While the reasoning was similar for all three of the patent organizations, the comments released with the judgements differed in a few distinct ways:
- The UKIPO rejected the application because the naming of a machine as inventor (DABUS) does not meet the requirements of the Patent Act, stating that a person must be identified. The agency noted that AI will play an increasing role in the inventive process and the question of inventorship is worth debating for the future.
- The EPO stated that new legislation is required to give AI credit as an inventor, in which a “legal personality” would be established for the AI entity and assigned to a person.
- The USPTO decision didn’t mention any possibilities for the future of AI inventorship, but opened up discussion on the issue through a Federal Registrar Notice.
Yet the use of AI in making discoveries is nothing new. Creative output from computing started in the 1980s, according to a paper published by the Boston Law Review written by Ryan Abbott. Many patents are already granted to inventions made by computers but still use a person’s name as the inventor.
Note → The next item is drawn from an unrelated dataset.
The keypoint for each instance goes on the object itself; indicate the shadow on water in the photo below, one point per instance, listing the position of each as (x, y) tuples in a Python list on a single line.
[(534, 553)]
Abbott thinks that by allowing computing technology to take credit for new technologies in patents and other IP, more effort will go into creating inventive computing and those new entities will be able to solve some of the most challenging problems of science.
Whether or not creative computing gains the right to be listed as a patent applicant, the growth of AI technologies continues to expand. Our fastest growing technologies report issued in January 2020 shows that patent applications for AI have grown by a compound growth rate of 42% from 2014–2019. AI will clearly play an increasing role in future inventions, whether it can legally be listed as an inventor on a patent application or not.